Friday of the Sixth Week of Easter

Scripture Readings 

Life has been a bit rough for me, lately: friends have been diagnosed with serious illnesses, a close family member is having surgery, some crises at work. While those things are part of everyone's life, sometimes it feels like they are ESPECIALLY part of life at the moment, and it's hard to remember Easter joy. So this week, I've been focusing on enjoying bits and glimpses of joy that are part of this world God has given: my kids' ecstatic pleasure in finding ants and spiders creeping around in the garden, and the hike we did at Germantown over the holiday, where we saw flowers in every color of the rainbow, including green.
 
This week's readings speak well to both pain and trouble in life and the glimpses and bits of joy we have in Jesus.
 

The gospel reading (John 16:20-23) discusses what life will seem like for the Christians when Jesus has ascended to heaven.  They will be weeping and mourning while the rest of the world seems oblivious to their pain. The scripture seems to suggest that the pain is due to the fact that Jesus has gone away from them.  Yet the scripture also goes a bit deeper than that: the analogy of the woman in anguish due to childbirth suggests that the disciples’ own anguish might come not only from missing Jesus, but also from the “labor” that they do in Jesus’ name.  In the midst of labor, the woman does not experience the joy of holding the child, only knows the difficult and painful work of getting the child into the world.   
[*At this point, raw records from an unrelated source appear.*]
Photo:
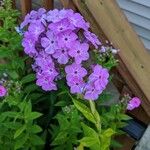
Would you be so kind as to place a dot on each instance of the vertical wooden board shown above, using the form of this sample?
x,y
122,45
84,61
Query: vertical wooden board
x,y
88,17
48,4
26,6
133,54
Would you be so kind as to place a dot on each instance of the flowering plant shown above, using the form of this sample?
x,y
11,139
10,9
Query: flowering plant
x,y
67,82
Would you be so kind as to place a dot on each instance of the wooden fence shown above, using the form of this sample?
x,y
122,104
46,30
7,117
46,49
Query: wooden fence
x,y
109,23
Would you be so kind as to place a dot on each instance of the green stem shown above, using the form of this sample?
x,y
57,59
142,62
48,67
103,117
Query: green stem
x,y
96,116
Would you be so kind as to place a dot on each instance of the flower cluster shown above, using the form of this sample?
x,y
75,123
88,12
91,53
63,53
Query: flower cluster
x,y
135,102
61,39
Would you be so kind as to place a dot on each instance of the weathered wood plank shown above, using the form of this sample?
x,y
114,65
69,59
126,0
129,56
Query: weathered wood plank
x,y
26,6
48,4
134,57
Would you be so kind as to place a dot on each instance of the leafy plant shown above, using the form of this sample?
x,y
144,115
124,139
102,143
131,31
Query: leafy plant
x,y
18,128
10,42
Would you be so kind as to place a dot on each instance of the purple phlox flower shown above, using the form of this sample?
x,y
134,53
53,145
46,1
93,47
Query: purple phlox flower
x,y
40,12
134,103
36,28
76,85
61,55
92,38
61,26
44,61
29,45
3,91
46,82
53,15
49,42
77,20
26,21
19,30
91,92
79,52
99,77
33,15
51,71
65,13
56,15
66,39
75,70
103,49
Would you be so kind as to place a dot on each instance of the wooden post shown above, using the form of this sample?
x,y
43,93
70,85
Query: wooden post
x,y
48,4
135,59
26,6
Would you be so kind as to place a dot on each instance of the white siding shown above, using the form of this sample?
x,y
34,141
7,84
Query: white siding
x,y
138,14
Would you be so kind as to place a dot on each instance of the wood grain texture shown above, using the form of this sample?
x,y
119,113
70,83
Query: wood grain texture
x,y
26,6
135,68
48,4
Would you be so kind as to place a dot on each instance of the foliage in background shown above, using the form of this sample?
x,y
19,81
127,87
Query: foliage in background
x,y
68,122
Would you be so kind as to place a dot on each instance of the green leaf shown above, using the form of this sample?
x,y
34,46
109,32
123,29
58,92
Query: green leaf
x,y
88,131
30,88
13,74
35,129
19,131
61,103
91,138
28,78
109,132
36,140
84,110
34,115
123,117
60,139
19,143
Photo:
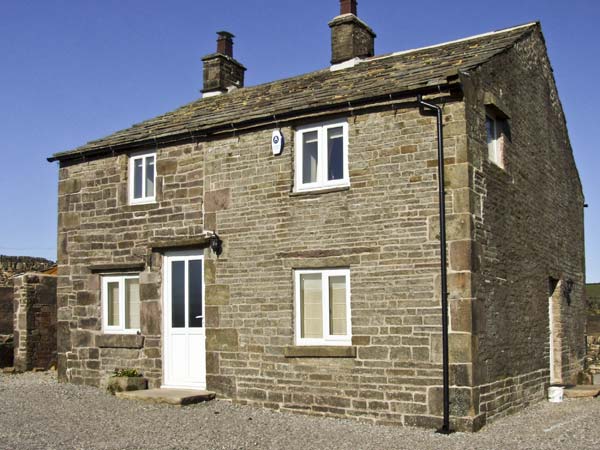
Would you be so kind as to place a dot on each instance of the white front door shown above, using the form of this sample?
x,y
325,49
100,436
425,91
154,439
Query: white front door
x,y
184,352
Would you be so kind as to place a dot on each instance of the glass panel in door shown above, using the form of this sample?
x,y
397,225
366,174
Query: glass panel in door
x,y
195,293
178,294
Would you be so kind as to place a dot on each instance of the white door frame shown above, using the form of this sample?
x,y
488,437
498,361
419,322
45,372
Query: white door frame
x,y
169,378
554,328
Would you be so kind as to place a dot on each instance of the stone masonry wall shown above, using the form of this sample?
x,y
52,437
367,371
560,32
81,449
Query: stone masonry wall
x,y
35,321
384,228
6,326
528,228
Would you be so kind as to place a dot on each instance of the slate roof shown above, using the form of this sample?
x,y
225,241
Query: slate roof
x,y
373,77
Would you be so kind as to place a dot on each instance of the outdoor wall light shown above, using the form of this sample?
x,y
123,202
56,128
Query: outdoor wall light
x,y
216,244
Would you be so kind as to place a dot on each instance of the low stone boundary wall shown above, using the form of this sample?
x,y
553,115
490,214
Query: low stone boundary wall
x,y
35,321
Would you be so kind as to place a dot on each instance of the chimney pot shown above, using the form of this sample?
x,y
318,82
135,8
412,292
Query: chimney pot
x,y
225,43
221,71
350,37
348,7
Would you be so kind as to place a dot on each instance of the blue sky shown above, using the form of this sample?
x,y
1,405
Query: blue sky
x,y
72,71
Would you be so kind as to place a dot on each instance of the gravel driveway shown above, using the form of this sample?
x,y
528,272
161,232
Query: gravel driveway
x,y
36,412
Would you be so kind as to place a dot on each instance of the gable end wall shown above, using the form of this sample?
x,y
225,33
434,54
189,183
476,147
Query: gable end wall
x,y
528,227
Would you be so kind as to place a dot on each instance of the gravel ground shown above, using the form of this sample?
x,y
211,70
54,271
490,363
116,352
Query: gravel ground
x,y
36,412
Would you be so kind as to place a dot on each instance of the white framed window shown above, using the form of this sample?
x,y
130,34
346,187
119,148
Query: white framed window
x,y
121,304
322,307
142,177
321,156
495,139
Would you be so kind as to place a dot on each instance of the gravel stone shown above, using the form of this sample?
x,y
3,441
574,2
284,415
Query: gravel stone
x,y
37,412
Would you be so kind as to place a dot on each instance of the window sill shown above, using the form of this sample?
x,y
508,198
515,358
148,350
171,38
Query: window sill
x,y
142,203
120,341
320,351
319,191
Christians, too, are meant to be like that.  We do the difficult work of loving our neighbors (and our enemies), witnessing to the gospel in a world where many people do not see Jesus as remotely significant, striving every day to be more Christ-like.  Of course we would want to see some sign that our labor is doing something, anything – but unfortunately, today’s reading speaks largely of the pain and grief of those labors while in the midst of them, not the joy of seeing the results. Two thousand years later, Christians still hope and pray and do this work, even though it looks like a futile effort to non-Christians.  Sometimes, Christians themselves give up, not seeing the fruit of any work they do. 
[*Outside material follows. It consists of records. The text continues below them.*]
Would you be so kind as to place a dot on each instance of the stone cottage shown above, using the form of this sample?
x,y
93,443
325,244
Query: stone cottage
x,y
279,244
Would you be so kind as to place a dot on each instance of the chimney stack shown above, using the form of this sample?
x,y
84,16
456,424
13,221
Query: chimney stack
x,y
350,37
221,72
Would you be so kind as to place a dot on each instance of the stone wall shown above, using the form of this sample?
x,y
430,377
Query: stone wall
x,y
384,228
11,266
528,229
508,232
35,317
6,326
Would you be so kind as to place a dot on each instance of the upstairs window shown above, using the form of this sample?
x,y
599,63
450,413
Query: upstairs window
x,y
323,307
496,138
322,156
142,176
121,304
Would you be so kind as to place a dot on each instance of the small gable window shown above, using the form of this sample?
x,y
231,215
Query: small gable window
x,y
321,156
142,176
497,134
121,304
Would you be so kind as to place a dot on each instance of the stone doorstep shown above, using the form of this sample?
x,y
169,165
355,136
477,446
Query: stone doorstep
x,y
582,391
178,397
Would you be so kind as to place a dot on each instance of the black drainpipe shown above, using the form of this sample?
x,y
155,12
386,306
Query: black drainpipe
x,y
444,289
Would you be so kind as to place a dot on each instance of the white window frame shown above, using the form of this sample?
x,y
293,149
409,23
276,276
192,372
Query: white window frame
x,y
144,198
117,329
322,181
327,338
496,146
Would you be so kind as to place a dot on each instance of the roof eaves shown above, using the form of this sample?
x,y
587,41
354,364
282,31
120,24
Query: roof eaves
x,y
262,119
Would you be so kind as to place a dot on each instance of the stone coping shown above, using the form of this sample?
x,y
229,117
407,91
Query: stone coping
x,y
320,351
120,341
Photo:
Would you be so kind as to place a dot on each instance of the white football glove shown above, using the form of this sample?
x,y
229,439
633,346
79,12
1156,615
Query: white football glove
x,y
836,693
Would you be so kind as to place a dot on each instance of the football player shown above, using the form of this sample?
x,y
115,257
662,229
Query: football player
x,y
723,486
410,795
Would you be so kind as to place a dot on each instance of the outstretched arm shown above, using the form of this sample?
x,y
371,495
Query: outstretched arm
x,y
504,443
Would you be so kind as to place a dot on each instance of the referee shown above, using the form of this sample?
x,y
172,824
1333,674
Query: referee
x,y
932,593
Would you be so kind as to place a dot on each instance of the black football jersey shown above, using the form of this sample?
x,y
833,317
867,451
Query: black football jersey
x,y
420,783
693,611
Every once in a while, though, God gives us a glimmer of that future joy.  Consider today’s reading from Acts, where Peter has a vision from the Lord.  He does not see Jesus face-to-face, and yet still is able to receive some comfort from him.  Peter tells the others that they are to keep witnessing to Christ, even though that is leading to the arrest and deaths of Christians elsewhere in the empire, because God will protect them.  And indeed, incredibly, the Roman ruler in that region does not arrest the Christians, saying that it is all religious doctrine and nothing to do with him.  If it were a crime, he says, then he would feel compelled to do something.  So what happens?  The crowd purposely commits a crime, in full view of the government office, as an attempt to get the Christians arrested, but no arrests are made.  God has, indeed, protected the Christians.

For us reading this, part of the point might be to see that even in the actions of others, God might be speaking to us, just as some day, we will see and know God face to face.   Jesus ascends to heaven, but does not leave us alone in grief.  Every once in a while, there is a glimpse of joy.